Artificial intelligence has always struck me as a fittingly modest name, as I emphasize the artifice over the intelligence. Watson, a question-answering system has recently been playing Jeopardy against humans to test the “DeepQA hypothesis”:
The DeepQA hypothesis is that by complementing classic knowledge-based approaches with recent advances in NLP, Information Retrieval, and Machine Learning to interpret and reason over huge volumes of widely accessible naturally encoded knowledge (or “unstructured knowledge”) we can build effective and adaptable open-domain QA systems. While they may not be able to formally prove an answer is correct in purely logical terms, they can build confidence based on a combination of reasoning methods that operate directly on a combination of the raw natural language, automatically extracted entities, relations and available structured and semi-structured knowledge available from for example the Semantic Web.

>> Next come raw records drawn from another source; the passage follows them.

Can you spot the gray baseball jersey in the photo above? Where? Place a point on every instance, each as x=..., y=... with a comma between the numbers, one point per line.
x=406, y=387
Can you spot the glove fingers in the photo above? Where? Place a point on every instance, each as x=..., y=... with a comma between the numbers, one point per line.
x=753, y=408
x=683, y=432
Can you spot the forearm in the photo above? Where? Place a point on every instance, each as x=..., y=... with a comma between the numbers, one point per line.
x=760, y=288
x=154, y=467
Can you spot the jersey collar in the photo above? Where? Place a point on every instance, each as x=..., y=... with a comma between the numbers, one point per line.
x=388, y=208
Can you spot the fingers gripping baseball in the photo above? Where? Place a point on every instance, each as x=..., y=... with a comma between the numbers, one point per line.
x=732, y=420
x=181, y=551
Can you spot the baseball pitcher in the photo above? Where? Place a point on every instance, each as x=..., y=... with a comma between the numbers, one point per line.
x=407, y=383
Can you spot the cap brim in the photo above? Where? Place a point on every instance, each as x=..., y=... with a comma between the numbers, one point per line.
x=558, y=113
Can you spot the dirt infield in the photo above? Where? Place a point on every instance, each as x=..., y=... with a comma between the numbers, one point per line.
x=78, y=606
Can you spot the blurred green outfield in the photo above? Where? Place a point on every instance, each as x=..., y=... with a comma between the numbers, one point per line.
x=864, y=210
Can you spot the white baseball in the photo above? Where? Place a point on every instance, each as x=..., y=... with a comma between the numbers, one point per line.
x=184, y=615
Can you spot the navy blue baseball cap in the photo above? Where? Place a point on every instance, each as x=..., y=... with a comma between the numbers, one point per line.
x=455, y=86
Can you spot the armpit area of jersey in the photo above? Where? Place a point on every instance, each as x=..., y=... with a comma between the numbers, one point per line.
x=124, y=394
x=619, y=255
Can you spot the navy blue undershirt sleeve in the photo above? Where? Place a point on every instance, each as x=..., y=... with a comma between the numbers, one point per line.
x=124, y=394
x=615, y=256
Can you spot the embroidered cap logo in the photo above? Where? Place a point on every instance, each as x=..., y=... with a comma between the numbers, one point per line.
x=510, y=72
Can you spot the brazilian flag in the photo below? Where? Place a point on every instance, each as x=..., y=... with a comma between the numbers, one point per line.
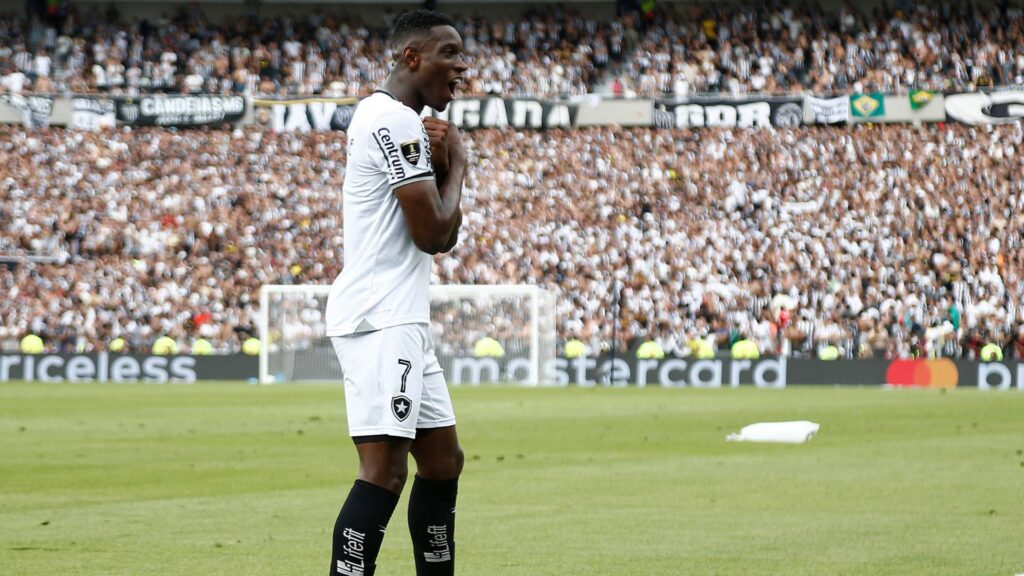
x=867, y=106
x=920, y=98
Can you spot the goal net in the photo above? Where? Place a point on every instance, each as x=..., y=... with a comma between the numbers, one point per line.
x=482, y=334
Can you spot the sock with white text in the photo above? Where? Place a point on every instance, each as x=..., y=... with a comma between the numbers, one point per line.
x=431, y=523
x=359, y=529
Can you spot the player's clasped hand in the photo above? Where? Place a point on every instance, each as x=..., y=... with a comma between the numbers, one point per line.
x=437, y=131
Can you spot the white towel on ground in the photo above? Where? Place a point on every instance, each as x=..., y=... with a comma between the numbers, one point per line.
x=785, y=433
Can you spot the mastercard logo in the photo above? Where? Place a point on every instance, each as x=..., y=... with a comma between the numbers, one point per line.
x=939, y=373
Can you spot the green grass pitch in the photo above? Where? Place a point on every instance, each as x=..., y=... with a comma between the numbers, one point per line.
x=228, y=479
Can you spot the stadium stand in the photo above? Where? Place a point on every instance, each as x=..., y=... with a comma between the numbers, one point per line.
x=886, y=241
x=556, y=51
x=866, y=237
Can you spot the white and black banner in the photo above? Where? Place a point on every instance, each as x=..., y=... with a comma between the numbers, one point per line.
x=180, y=111
x=92, y=114
x=986, y=108
x=729, y=113
x=508, y=113
x=304, y=115
x=35, y=111
x=826, y=111
x=108, y=367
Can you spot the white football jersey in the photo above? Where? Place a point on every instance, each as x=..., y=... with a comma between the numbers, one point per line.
x=385, y=280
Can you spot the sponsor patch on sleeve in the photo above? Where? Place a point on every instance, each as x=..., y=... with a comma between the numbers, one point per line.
x=411, y=151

As a researcher, I’m excited at the milestone this represents.
Each research area mentioned above has progressed markedly in the last 10-15 years to make the experiment plausible let alone at all successful. But as a researcher, I’m also a little disappointed in what seems to be the recurring lessons we’ve learned from Deep Blue, the NetFlix challenge, and now Watson. The takeaways seem to always be use more data and process it with a combination of more algorithms. And I’m not suggesting that is a simple thing to do; putting that much stuff together is both thankless and incredibly hard. Watson may reflect the strength of ensemble methods and the challenge of open domain problems. But it becomes difficult to distinguish advances in AI from advances in computational scale. I’m not sure this argument has been made better recently than by Garry Kasparov in his description of a “technology-rich and innovation-poor modern world”. Now that processing power is abundant, is there no better approach to open problems than the combination of solutions individually deemed unsatisfactory? Maybe not.
In contrast, Cees Snoek documents recent progress in visual search. While I think declaring victory may be premature, the progress is both convincing and encouraging. As well, it’s founded on advances that reflect both innovation (e.g. improved local image descriptors and visual representations, advances in kernel methods) and emergent technology (e.g. GPUs) for processing yet more data.
I don’t disagree that big data is unreasonably effective and is changing the nature of both the problems we face and the solutions we propose. But does the focus on more data/algorithms/cores come at the expense of new algorithms/representations? It certainly doesn’t need to. And I’m guessing Watson’s descendants will need those AI innovations every bit as much as it will need some more data.